本当のお母さんと、本当のお父さんと過ごしていた頃のあの記憶。
あとは────。
……。
………。
…………。
ふと……私の体をつつみこんでいた、くろいみずはとられた?
……あれ?つつみこんだってかんじ、どうかくんだっけ?
みず?みずというひょうげんでいいんだっけ?
とられたってひょうげんでいいんだっけ?
そもそもひょうげんってどんなかんじだっけ、どんないみ?
そもそもかんじってなに?いみってなに?
……。
…………。
………………。
『おはよう、カコ』
こえ。
だれかのこえ。
カコはわたし。
それだけはしってる。
こどものわたしでも、それだけはしってる。
『行きましょう、カコ。
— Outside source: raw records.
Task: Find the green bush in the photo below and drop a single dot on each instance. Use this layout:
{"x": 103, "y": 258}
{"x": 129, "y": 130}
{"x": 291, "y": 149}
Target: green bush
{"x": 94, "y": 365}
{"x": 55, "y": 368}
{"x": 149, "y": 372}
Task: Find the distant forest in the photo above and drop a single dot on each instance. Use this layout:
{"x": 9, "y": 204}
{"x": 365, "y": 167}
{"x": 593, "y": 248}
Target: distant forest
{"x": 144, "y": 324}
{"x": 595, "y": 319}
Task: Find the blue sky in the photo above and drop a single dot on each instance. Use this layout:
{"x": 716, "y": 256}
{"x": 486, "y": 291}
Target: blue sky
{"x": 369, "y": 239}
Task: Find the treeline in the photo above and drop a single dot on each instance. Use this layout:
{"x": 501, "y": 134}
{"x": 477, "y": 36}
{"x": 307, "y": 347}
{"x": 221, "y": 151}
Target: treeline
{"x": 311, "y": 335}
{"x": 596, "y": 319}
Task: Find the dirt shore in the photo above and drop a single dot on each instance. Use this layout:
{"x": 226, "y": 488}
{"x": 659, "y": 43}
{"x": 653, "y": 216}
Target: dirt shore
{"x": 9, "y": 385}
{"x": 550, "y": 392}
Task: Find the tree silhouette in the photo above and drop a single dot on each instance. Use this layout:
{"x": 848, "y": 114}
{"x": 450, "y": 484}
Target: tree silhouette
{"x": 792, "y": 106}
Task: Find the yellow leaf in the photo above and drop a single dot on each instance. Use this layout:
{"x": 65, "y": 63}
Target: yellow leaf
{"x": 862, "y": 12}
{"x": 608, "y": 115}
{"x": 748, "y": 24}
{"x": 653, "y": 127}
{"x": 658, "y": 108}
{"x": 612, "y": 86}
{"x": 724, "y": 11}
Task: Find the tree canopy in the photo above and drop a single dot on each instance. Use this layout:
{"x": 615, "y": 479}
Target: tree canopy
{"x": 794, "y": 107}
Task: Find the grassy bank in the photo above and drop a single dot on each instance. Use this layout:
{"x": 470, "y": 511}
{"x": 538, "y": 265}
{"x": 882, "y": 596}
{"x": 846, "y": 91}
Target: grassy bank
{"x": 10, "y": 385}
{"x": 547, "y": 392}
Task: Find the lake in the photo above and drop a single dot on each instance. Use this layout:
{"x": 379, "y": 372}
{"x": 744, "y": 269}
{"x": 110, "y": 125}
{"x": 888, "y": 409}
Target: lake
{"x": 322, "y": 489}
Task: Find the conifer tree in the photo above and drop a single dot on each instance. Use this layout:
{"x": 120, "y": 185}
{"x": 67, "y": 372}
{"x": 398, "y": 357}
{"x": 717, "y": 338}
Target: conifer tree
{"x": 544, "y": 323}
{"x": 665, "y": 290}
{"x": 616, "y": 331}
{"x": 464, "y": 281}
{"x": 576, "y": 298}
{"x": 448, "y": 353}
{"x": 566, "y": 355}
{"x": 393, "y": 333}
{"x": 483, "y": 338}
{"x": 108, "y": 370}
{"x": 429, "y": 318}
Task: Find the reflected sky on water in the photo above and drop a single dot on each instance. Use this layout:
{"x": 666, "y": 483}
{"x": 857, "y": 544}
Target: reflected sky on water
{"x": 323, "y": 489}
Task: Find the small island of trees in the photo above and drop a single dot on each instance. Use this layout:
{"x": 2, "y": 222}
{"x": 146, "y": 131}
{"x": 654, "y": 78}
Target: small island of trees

せっかくこの学校を案内するわ。私が育った、この学校を』
わたしのおててをにぎってくれる、こえ。
わたしはみた。そのてを。
そのひとのては、しろいろとくろいろがいっしょになったようないろ。
まわりもそう。
まっくろなくも。
まっしろでおおきなたてもの。
なにもかも、しろとくろ。
『どうしたの?カコ?』
わたしは、そのひとのおかおをみた。
そのひとは、おんなのひとだった。
……あとは、ほんのすこしだけわたしににているようなきがした。